Il convient en conséquence de condamner Madame [H] [X] à payer à la société HABITAT DE L'[Localité 2] la somme de 1 585,03 euros, avec intérêts au taux légal à compter du présent jugement.
Sur les demandes accessoires
Sur les dépens
Aux termes de l’article 696 du code de procédure civile, la partie perdante est condamnée aux dépens, sauf décision contraire spécialement motivée.
En l’espèce, Madame [H] [X], qui succombe à l’instance, sera condamnée aux dépens.
Sur l’article 700 du code de procédure civileAux termes de l’article 700 du code de procédure civile, « le juge condamne la partie tenue aux dépens ou qui perd son procès à payer à l’autre partie la somme qu’il détermine, au titre des frais exposés et non compris dans les dépens.
Dans tous les cas, le juge tient compte de l’équité ou de la situation économique de la partie condamnée.

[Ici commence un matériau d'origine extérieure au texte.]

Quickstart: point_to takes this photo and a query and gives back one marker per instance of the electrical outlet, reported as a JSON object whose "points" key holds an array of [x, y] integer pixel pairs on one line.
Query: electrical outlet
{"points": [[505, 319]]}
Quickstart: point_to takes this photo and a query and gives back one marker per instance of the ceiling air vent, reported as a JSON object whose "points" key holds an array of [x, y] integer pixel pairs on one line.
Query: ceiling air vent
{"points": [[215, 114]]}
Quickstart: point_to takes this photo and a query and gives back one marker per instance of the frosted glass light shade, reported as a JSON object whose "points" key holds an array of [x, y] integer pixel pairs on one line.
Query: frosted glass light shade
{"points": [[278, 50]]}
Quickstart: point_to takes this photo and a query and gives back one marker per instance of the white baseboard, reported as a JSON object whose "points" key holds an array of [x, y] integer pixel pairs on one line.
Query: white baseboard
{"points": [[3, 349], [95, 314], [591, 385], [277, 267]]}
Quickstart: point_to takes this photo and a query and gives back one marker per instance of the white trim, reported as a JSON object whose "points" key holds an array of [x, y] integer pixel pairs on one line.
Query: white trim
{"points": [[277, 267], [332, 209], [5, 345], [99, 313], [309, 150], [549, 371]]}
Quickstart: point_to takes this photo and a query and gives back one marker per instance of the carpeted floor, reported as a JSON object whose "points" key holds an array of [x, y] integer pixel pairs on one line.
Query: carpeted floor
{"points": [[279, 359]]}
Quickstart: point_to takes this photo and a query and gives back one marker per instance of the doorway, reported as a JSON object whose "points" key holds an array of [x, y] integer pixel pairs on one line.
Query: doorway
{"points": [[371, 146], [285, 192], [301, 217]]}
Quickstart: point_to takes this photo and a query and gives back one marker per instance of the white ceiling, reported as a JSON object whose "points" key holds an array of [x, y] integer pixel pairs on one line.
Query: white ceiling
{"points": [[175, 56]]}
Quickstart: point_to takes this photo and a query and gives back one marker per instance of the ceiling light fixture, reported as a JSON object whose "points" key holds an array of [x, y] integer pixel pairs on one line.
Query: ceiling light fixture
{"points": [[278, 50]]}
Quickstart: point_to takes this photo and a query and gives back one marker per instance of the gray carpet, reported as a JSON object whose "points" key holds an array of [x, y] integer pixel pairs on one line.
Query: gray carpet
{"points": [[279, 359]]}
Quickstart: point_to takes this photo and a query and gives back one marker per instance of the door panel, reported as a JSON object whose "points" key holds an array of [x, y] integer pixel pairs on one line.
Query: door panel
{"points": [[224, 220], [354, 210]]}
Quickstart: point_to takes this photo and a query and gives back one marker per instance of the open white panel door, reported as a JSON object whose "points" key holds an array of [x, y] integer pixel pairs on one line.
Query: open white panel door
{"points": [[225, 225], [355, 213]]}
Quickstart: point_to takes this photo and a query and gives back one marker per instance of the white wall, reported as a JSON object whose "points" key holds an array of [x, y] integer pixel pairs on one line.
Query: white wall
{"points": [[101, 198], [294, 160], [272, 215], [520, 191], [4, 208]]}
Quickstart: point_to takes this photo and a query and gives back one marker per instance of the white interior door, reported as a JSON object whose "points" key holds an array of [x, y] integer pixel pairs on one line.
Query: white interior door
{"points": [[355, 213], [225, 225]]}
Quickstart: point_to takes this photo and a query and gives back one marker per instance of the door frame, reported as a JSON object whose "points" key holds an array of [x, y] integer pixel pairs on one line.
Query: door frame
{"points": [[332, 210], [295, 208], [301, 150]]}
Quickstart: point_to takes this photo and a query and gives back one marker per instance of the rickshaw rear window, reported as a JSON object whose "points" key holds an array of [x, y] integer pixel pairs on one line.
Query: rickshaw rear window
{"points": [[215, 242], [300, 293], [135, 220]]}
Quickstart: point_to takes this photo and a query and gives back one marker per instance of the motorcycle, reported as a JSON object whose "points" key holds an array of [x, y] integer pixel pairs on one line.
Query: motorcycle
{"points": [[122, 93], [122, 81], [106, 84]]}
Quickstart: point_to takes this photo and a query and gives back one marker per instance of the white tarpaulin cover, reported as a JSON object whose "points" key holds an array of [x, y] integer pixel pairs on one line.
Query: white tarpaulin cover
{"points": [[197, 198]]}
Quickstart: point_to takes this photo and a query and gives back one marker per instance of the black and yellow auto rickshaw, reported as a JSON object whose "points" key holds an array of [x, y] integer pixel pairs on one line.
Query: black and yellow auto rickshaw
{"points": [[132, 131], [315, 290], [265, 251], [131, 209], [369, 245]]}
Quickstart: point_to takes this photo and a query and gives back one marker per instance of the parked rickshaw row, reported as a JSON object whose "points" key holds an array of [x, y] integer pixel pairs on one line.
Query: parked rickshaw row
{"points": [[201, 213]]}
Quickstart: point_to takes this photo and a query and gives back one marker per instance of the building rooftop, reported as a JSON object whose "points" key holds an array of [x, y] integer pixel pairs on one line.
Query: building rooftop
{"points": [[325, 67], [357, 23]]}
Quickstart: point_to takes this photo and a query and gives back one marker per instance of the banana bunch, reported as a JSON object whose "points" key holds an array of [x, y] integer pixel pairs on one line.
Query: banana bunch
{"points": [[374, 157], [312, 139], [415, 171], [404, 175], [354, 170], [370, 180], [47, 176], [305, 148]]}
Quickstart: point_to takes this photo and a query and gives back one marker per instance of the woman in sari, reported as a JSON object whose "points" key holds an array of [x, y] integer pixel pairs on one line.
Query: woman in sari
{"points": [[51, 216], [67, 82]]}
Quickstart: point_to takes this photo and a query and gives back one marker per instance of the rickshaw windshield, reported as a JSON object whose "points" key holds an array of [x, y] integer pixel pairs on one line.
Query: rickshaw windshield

Il peut, même d’office, pour des raisons tirées des mêmes considérations, dire qu’il n’y a pas lieu à ces condamnations ».
En l’espèce, au regard de la situation économique respective des parties, l’équité commande de rejeter la demande formée par la société HABITAT DE L'[Localité 2] au titre de l’article 700 du code de procédure civile.
Sur l’exécution provisoireConformément à l’article 514 du code de procédure civile, il sera rappelé que le présent jugement est de droit exécutoire à titre provisoire.
PAR CES MOTIFS
Statuant publiquement, par jugement réputé contradictoire rendu en dernier ressort,
CONDAMNE Madame [H] [X] à payer à la société HABITAT DE L'[Localité 2] la somme de 1 585,03 euros au titre du solde locatif afférent au bail d’habitation portant sur le logement de type F3 sis [Adresse 5] à [Localité 4], avec intérêts au taux légal à compter du présent jugement ;
CONDAMNE Madame [H] [X] aux dépens de l’instance ;
REJETTE la demande formée par la société HABITAT DE L'[Localité 2] au titre de l’article 700 du code de procédure civile ;
RAPPELLE que le présent jugement est de droit exécutoire à titre provisoire ;
Ainsi jugé et prononcé par mise à disposition au greffe les jour, mois et an susdits, et signé par le juge et le greffier.